Maxime Gillio, écrivain et papa : l’hommage cinglant à sa fille autiste

Par Morgane Garnier
Publié le 12/06/2017 à 15:57
Maxime Gillio et sa fille Gabrielle

Dans son nouveau livre baptisé "Ma fille voulait mettre son doigt dans le nez des autres", l’auteur de polars change de registre pour livrer un constat alarmant sur l’autisme en France, à travers un témoignage poignant et sans langue de bois.

Tout est parti d’une page Facebook créée il y a trois ans. Maxime Gillio, romancier dunkerquois, y livrait ses états d’âme et racontait son quotidien avec une enfant autiste d’une façon assez singulière : à la manière d’un journal intime dans lequel il fait part de ses réflexions, de ses doutes et de ses moments de joie, le père s’adresse directement à sa fille, Gabrielle. Un moyen de lui témoigner son amour, mais aussi de tenter de répondre à une question plus profonde : comment gérer la différence de son enfant et la faire comprendre aux autres ? Cette page est devenue un livre le 22 mars dernier.

Handicap invisible, frustration perceptible

Si le livre n’offre pas de véritable réponse à cette interrogation, il “donne des clés” pour nous aider à appréhender la vie d’une famille avec un enfant autiste, un handicap qui touche quelque 650 000 personnes en France. Car l’auteur insiste : “Ce qui a décidé mon éditrice et moi à publier ce livre, c’est l’ampleur qu’a pris cette page. Je me suis rendu compte que ce que je racontais était vécu par des milliers d’autres personnes. Le seul but de ce livre, c’est de faire partager une relation d’un parent avec son enfant, il n’y a pas de démarche militante. C’est un témoignage.

Et ce que l’on apprécie particulièrement dans cet ouvrage qui retrace les grandes étapes de l’évolution de Gabrielle notamment au travers d’anecdotes marquantes, c’est le franc-parler de son père qui n’a pas peur d’avouer ses faiblesses, ses imperfections et son ras-le-bol du handicap : “Je ne pense pas que ce soit un livre dans lequel je manie la langue de bois. Il y a des moments où je suis en colère, je pense que c’est important de les partager.” Un récit réaliste, parfois cynique pour mieux mettre en lumière l’une des choses les plus difficiles à gérer pour les parents d’enfants autistes : le regard des autres. “J’insiste beaucoup là-dessus parce que l’autisme est un handicap dit invisible et à ce titre, on se heurte à l’incompréhension et à la méconnaissance des gens.

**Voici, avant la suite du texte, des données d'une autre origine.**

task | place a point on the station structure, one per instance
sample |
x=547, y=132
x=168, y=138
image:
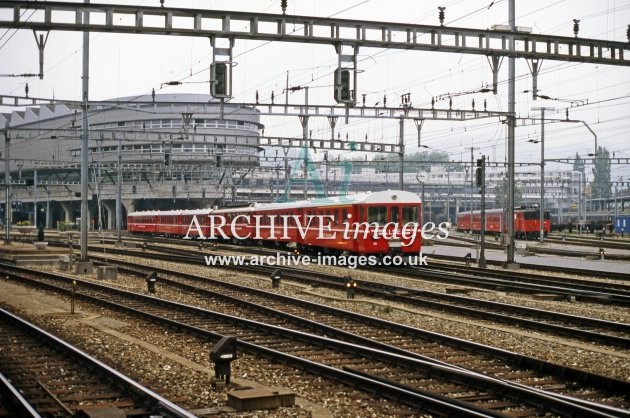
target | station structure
x=168, y=156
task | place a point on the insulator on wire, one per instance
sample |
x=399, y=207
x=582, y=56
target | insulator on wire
x=441, y=15
x=576, y=26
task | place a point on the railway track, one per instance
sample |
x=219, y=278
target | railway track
x=570, y=326
x=462, y=241
x=56, y=379
x=401, y=374
x=525, y=278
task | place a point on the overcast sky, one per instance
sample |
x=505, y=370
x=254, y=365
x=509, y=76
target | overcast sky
x=128, y=65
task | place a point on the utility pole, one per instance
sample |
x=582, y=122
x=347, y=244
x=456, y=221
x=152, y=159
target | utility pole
x=35, y=197
x=511, y=121
x=7, y=186
x=472, y=186
x=481, y=181
x=401, y=155
x=84, y=138
x=542, y=171
x=304, y=122
x=119, y=194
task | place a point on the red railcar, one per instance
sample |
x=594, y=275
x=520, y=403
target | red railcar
x=371, y=223
x=526, y=222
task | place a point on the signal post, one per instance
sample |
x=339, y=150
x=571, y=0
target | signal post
x=480, y=177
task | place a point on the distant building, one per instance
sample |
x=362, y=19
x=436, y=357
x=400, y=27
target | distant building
x=178, y=150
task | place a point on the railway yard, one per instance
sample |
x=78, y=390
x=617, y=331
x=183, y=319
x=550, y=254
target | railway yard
x=317, y=341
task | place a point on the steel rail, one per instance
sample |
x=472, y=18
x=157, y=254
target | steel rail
x=149, y=397
x=13, y=400
x=524, y=394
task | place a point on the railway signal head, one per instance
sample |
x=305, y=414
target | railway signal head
x=479, y=172
x=220, y=82
x=343, y=91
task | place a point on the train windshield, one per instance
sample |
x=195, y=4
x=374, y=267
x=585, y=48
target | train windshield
x=377, y=214
x=410, y=214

couverture livre Ma fille voulait mettre son doigt dans le nez des autres de Maxime Gillio

Handicap et scolarisation : une prise en charge inadaptée

D’autant plus dans le système éducatif. D’ailleurs, cet ancien professeur de français n’hésite pas à parler de “trahison” de la part du corps enseignant à plusieurs reprises dans son livre : “Il y a un gros problème de méconnaissance complète, d’altération de la vision de l’autisme, explique-t-il. Dans l’éducation nationale, le problème vient du fait que l’on refuse de voir la réalité en face. Face à une situation problématique d’un enfant, au lieu de chercher à la comprendre, la régler, à trouver des solutions, on la rejette. Les personnes avec des responsabilités comme les directeurs, par exemple, achètent la paix sociale dans leur établissement en cloisonnant, cloîtrant. L’éducation nationale ne favorise pas forcément l’intégration des enfants différents.

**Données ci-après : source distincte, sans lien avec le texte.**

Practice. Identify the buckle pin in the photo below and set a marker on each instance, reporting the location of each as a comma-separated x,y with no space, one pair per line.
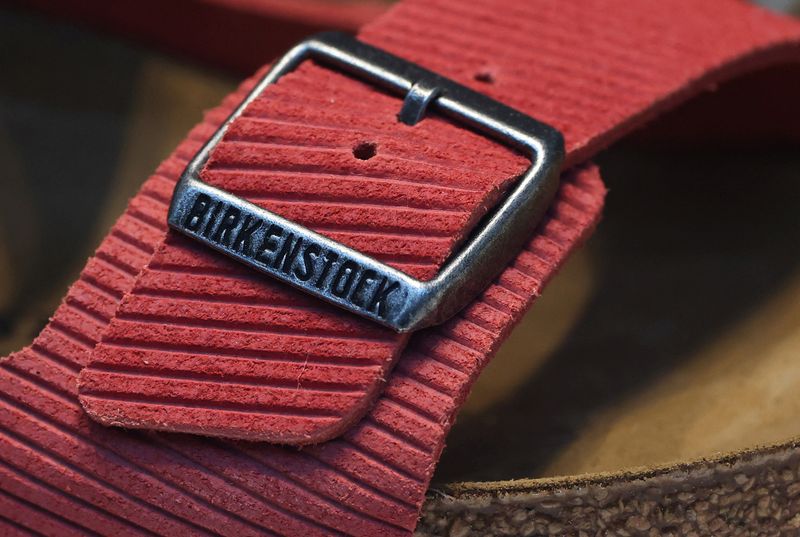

Et Maxime Gillio sait de quoi il parle. Le papa a bataillé pour scolariser sa fille dans des classes ordinaires – un exploit, quand on sait que 80% des enfants autistes ne sont pas inscrits à l’école. Mais avant ça, Gabrielle est passée par les classes ULIS (Unités Localisées pour l’Inclusion Scolaire), des dispositifs qui permettent la scolarisation des enfants présentant tous types de troubles dans des classes spéciales en favorisant également des temps d’inclusion au sein des classes ordinaires. A la rentrée 2015, on en comptait 3329 en France. Un système qui n’a fait que renforcer le sentiment d’exclusion de Gabrielle, et qui présente des lacunes selon son père : “Déjà, il devrait y avoir davantage de structures et de places ! Et depuis deux ans, il n’y a plus de spécificités dans les ULIS. Avant, il y avait des ULIS spéciales pour les malvoyants, pour les trisomiques, etc. Maintenant, les enseignants se retrouvent avec des groupes d’une douzaine d’enfants où il y a un dysorthographique, un malentendant et un autiste. On va pouvoir retrouver des profils complètement différents, une hétérogénéité du handicap qui, forcément, nuit à la prise en charge.

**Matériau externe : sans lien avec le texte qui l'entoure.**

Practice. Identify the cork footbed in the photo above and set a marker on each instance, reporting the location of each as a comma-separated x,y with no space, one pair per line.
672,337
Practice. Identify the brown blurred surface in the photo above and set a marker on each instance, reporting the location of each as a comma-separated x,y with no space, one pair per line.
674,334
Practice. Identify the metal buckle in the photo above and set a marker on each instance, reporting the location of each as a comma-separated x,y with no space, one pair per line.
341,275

Etre exigeant pour l’avenir

Si le sujet de l’école tient tant à cœur à l’écrivain, c’est parce qu’il doit faire face à une difficulté quotidienne que tous les parents d’enfants souffrant d’un handicap connaissent et que l’on retrouve dans chacun des chapitres de son livre : l’angoisse liée au caractère imprévisible de ce dernier et à un futur incertain. Alors le papa lutte pour que sa fille ait le plus de clés en main possible pour assurer son avenir : “Je pense que l’exigence des parents est très importante. Vous pouvez discuter avec des centaines de parents d’enfants handicapés, et il y en aura toujours qui vous diront : ‘Avec notre enfant, on a réussi à aller au-delà de ce que les médecins nous avaient annoncé pour lui’. On n’est pas des super-héros, on est juste exigeants pour le futur. Ce serait tellement facile de se dire : ‘On nous a dit que Gabrielle était handicapée à hauteur de 80%, alors on ne fait pas d’efforts, on s’en contente.’ Mais ce n’est pas du tout ça le but.

Un témoignage humble qui offre une véritable leçon de vie à tous les parents, que leurs enfants soient touchés par le handicap ou non.